Tech stocks can definitely trade together, but more often it’s the specific product cycle a company’s in that determines its share price, Cramer said. That’s why ADC Telecommunications, “an arms provider in the war between telco and cable,” should outperform regardless of where the market goes.
Verizon and AT&T are spending tons of money building out their voice, cable and internet triple-play networks. ADC Telecommunications, with its fiber, broadband network equipment and connectivity, sells them the equipment they need to do it. So ADCT’s plugged into a high-growth area that’s booming while the Dow continues to drop.
The stock’s way down since Cramer recommended it back on Dec. 18 – $13.52 from $17.72. But he attributes that to the indiscriminate selling in tech lately. The good news for investors is that ADCT might drop even more, giving them a better entry point. And since the Mad Money host thinks the franchise has gotten much stronger, “it makes sense to buy a lot more down here.”

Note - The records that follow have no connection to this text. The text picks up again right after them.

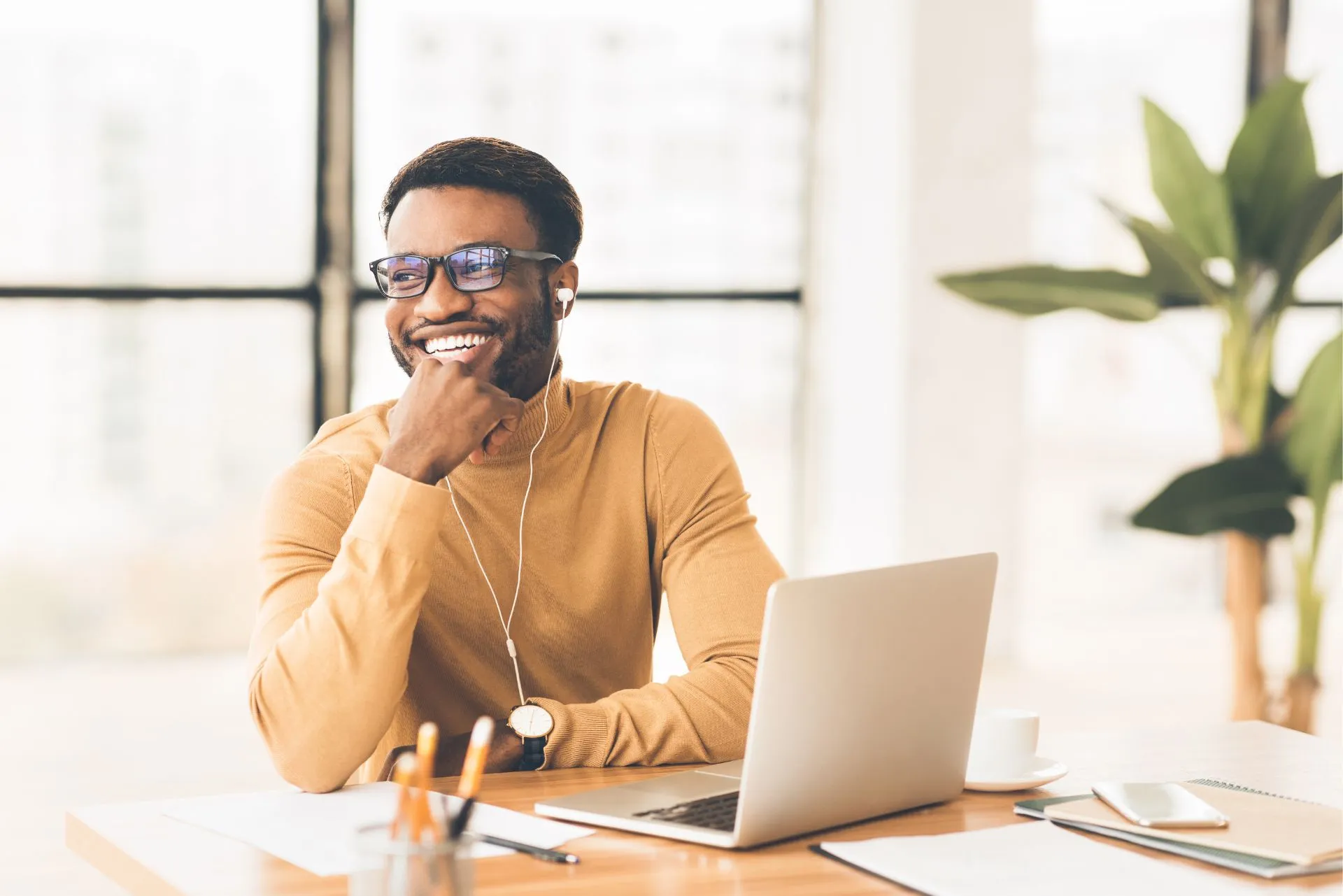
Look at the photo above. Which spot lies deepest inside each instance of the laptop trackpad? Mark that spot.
(657, 793)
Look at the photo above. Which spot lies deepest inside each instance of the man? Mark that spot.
(391, 547)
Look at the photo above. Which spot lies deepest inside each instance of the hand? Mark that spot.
(505, 754)
(445, 417)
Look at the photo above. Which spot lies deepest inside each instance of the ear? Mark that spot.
(564, 277)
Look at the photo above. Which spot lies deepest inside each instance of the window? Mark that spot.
(1115, 410)
(159, 294)
(164, 150)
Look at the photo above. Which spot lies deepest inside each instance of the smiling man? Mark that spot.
(497, 541)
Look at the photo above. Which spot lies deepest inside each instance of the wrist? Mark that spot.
(408, 465)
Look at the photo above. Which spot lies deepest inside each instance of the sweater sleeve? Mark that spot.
(341, 591)
(716, 571)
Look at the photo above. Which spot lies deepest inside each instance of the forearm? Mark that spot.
(700, 716)
(332, 669)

Credit Suisse upgraded ADCT last week, saying the stock should return to its historical multiple range of 16 to 18 times earnings. That puts the price target between about $19 and $21 – a $5 to $7.50 gain.
Even then, though, Cramer thinks the valuation is too low. And a situation like that might catch the eye of Carl Icahn because ADCT then becomes more valuable to a Motorola or Cisco Systems than it is to the stock market. “And a guy like Carl Icahn could make deals happen,” Cramer said, “especially given his sizable stake in Motorola.”